Agostino serra vivement la main de son sauveur, et, des larmes plein les yeux:
—Non, vous avez raison. Mais vous devez comprendre quel chagrin vous me faites.
Pierre emmena le jeune homme à l'écart, et là, lui parlant avec une émotion soudaine, qui ouvrit à Agostino un jour décisif sur le caractère et la condition de son ami:
—Il s'agit de ne pas attrister ta femme, tes parents et tes invités. D'ici à Torrevecchio, par la route, il y a quatre lieues. Je vais prendre une carriole à l'auberge. J'irai seul. Une fois que je serai de l'autre côté de la montagne, tu expliqueras mon absence et tu remercieras chacun de ceux qui sont ici de l'accueil cordial qui m'a été fait. Je n'oublierai jamais, vois-tu, le temps que j'ai passé dans ce pays, au milieu de vous. J'étais bien malade, du cerveau et du coeur.... Vous m'avez guéri par votre saine et sage tranquillité.... J'ai oublié les chagrins dont j'avais cru mourir.... Et c'est à vous que je le dois: à ta mère, qui a été si bonne pour moi; à ta petite soeur, qui m'a si souvent rappelé, par sa grâce naïve et touchante, la jeune fille qui m'attend là-bas; à toi, enfin, brave garçon, qui as été cause qu'au moment où, désespéré, je songeais à me tuer, j'ai voulu vivre pour essayer de te sauver. Tu m'as rendu à moi-même.

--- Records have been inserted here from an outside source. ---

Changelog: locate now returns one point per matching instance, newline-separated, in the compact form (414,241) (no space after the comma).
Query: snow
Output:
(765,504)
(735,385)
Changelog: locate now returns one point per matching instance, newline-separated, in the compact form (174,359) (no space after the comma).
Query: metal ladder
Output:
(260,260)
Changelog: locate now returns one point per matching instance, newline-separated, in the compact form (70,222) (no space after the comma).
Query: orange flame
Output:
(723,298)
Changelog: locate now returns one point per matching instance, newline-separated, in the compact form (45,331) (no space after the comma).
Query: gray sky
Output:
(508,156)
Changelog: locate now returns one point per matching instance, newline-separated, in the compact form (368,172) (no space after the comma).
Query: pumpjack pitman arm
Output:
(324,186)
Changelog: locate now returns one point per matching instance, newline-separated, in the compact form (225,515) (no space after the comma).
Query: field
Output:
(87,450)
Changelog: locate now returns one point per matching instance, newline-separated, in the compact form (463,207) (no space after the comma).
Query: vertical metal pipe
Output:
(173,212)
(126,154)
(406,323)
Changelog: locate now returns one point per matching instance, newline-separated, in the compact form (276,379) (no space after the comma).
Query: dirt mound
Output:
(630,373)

C'est par toi que je me suis senti encore attaché à l'humanité.... Non! je ne vous oublierai jamais, et, dans la tristesse ou dans la joie, ma pensée bien souvent ira vous retrouver.
Agostino, à ces mots, ne put retenir ses larmes, et, plus bouleversé que s'il avait perdu un des siens, il se mit à sangloter, pendant que les gens de la noce, tout au plaisir, chantaient, criaient et tiraillaient dans le verger. Pierre calma le brave garçon, et, avec fermeté:
—Maintenant, comprends-moi bien. Il faut que je sois à Paris le plus tôt possible. Quand part de Bastia le prochain bateau et où fait-il escale?
—La Compagnie Morelli a un vapeur qui chauffe, le mardi, pour Marseille. En descendant ce soir à la ville, vous retiendrez votre place, et demain, à la première heure, vous serez en mer. De Bastia à Marseille, il faut compter trente heures....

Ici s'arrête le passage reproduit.